L'éléphant de la Bastille - La fontaine de l'éléphant de Catane - Les "quatre-sans-culs" de Chambéry

 

Rome Pigna éléphant de la Bastille

Paris eut également son monument « éléphantesque ». L’idée d’un édifice en forme d’éléphant, dans lequel on pouvait se déplacer, fut reprise par Napoléon pour la place de la Bastille. Le décret qu’il signe le 9 février 1810 précise :

« Il sera élevé à la Bastille une fontaine sous la forme d'un éléphant de bronze, fondu avec les canons pris sur les Espagnols insurgés. Cet éléphant sera chargé d'une tour à la manière des Anciens, et l'eau jaillira de sa trompe » !

Le monument devait mesurer 24 mètres de haut, mais faute de temps et d’argent, il fut provisoirement construit en plâtre en 1830. Gavroche, le héros des Misérables, y trouvera refuge.

« Il était là dans son coin, morne, malade, croulant, entouré d'une palissade pourrie souillée à chaque instant par des cochers ivres ; des crevasses lui lézardaient le ventre, une latte lui sortait de la queue, les hautes herbes lui poussaient entre les jambes ; et comme le niveau de la place s'élevait depuis trente ans tout autour par ce mouvement lent et continu qui exhausse insensiblement le sol des grandes villes, il était dans un creux et il semblait que la terre s'enfonçât sous lui. Il était immonde, méprisé, repoussant et superbe, laid aux yeux du bourgeois, mélancolique aux yeux du penseur. Il avait quelque chose d'une ordure qu'on va balayer et quelque chose d'une majesté qu'on va décapiter »[1].

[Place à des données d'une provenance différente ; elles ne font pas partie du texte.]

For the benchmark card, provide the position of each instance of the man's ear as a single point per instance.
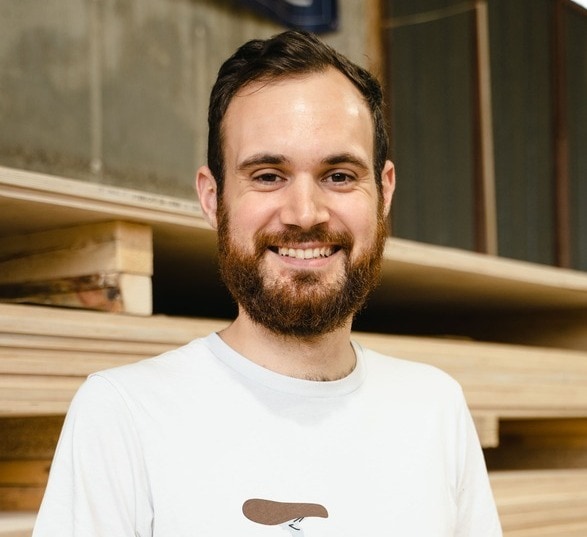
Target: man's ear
(207, 190)
(387, 185)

Finalement, en 1846, la carcasse de l'éléphant de la Bastille, nid à rats, refuge de clochards et asile de voleurs, sera démontée pour être remplacée par la colonne de Juillet. Plus banal peut-être, mais moins ridicule.

Plusieurs dessins de ce projet existent et représentent notamment le monument en coupe, avec les différentes pièces intérieures qui devaient le composer.

Je m’étais toujours demandé d’où pouvait venir une idée à priori aussi farfelue qu’une fontaine monumentale en forme d’éléphant ! Tout simplement d’un texte de la Renaissance italienne, visité par un des plus grands architectes baroques à qui un pape obéliscomaniaque avait commandé un monument pour y placer une de ses trouvailles, le tout revu et corrigé, en plus grand bien sûr, par un général de l’Armée d’Italie devenu empereur .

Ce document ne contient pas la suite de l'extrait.